A bunch of Campbell River grandmothers are trying to bring attention to the plight of those struggling in Africa – and raise money to help.
As part of their annual spring event – this year being held March 24 at the Centre for Spiritual Living – the Campbell River chapter of Grandmothers to Grandmothers will be screening internationally-renowned film The Thinking Garden, an inspiring documentary highlighting three generations of women in a small village in South Africa who have come together to literally sow the seeds of meaningful change.
Grandmothers to Grandmothers raises money for the Stephen Lewis Foundation and builds awareness of grassroots organizations in 15 sub-Saharan countries where grandmothers like themselves take care of millions of children orphaned by AIDS.
Member of the Campbell River chapter, Gaye Hudson, says the film, at its core, reflects what the Grandmothers to Grandmothers movement is trying to do.
“These women, while not one of the organizations being directly supported by Stephen Lewis Foundation funding, are another grassroots organization that has shown amazing resilience in the face of all the amazing challenges they’ve faced,” Hudson says. “They are so inspirational.”
The 15-acre farm being worked by these African women provide food for their own community and those in the surrounding areas. They named it “Hleketani,” which means “thinking” in the xiTsonga language, because it is where they came together to think on how to manage the impacts of climate change in order to continue to nurture the land through epic droughts, as well as challenging social and health conditions to ensure it could continue to benefit their people.
And when University of Victoria history professor Elizabeth Vibert visited the village of Hopi – where these amazing women operate this farm – to gather oral history for her research, she began to see that there was much more than history that could be learned from them.

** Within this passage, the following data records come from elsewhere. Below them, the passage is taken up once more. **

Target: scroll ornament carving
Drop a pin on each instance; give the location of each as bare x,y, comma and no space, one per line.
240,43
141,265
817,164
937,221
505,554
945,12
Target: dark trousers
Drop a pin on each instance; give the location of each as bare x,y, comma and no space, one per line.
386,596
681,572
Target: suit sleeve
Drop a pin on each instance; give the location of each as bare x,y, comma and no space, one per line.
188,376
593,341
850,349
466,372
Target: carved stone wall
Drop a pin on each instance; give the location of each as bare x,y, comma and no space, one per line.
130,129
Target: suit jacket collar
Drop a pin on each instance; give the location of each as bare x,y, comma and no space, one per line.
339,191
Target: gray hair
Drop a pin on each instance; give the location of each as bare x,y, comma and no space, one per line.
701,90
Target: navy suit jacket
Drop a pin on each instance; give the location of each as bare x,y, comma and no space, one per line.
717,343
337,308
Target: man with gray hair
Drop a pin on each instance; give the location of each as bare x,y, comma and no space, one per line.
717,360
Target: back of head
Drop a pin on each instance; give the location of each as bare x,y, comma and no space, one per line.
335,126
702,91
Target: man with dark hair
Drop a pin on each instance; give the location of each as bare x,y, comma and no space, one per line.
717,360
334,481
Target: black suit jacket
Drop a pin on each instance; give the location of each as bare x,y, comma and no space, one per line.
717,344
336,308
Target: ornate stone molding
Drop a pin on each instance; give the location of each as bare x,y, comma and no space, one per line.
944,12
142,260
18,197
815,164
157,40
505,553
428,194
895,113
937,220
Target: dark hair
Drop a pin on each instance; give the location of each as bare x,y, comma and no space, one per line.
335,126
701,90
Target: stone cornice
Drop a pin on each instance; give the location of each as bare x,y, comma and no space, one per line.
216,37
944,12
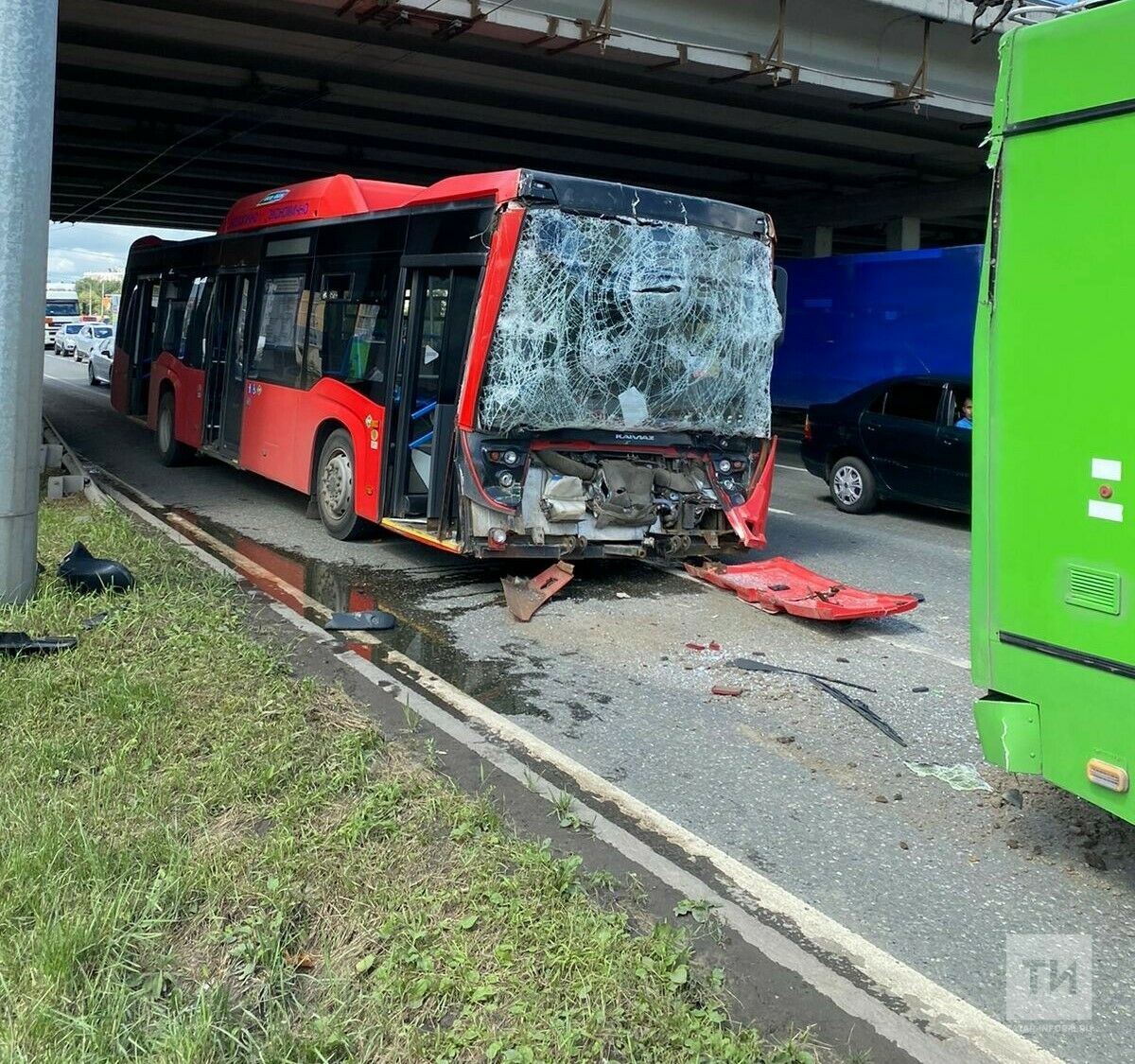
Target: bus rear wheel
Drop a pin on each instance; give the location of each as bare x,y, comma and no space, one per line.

And so, last year, The Thinking Garden debuted in front of a packed house at the University of Victoria. While the physical setting of the film 35-minute documentary is a small town in is South Africa, the message of community action, resilience, sustainability, food security and climate change reaches much further. It’s no wonder it has been selected by film festivals all over the world, including Paris, Frankfurt, Johannesburg, Kuala Lumpur and Los Angeles. It was also awarded the Matrix award for outstanding achievement in a B.C. short film at last year’s Vancouver International Women in Film Festival.
“It’s just a lovely, lovely film,” Hudson says. “It’s an eco film, it’s a social change film and it’s just wonderful.”
Also being screened at the March 24 event is the 19-minute documentary Alive and Kicking: The Soccer Grannies of South Africa.
While dealing with their own stories of abuse, poverty and neglect, a group of South African women between the ages of 55 and 84 lace up their soccer boots and start kicking their way through centuries of taboos.
This is the story of a group of women who, back in 2003, began a movement across the southern tip of their continent: physical and emotional therapy in the form of sport and camaraderie.
Tickets for the Spring Event are only $10 and are available at Appleseed Cottage in Willow Point and Coho Books downtown. Doors open to the event, which also features a market of handcrafted items for sale, at 12:30 p.m.
Extra parking is available across the street at Merecroft Village.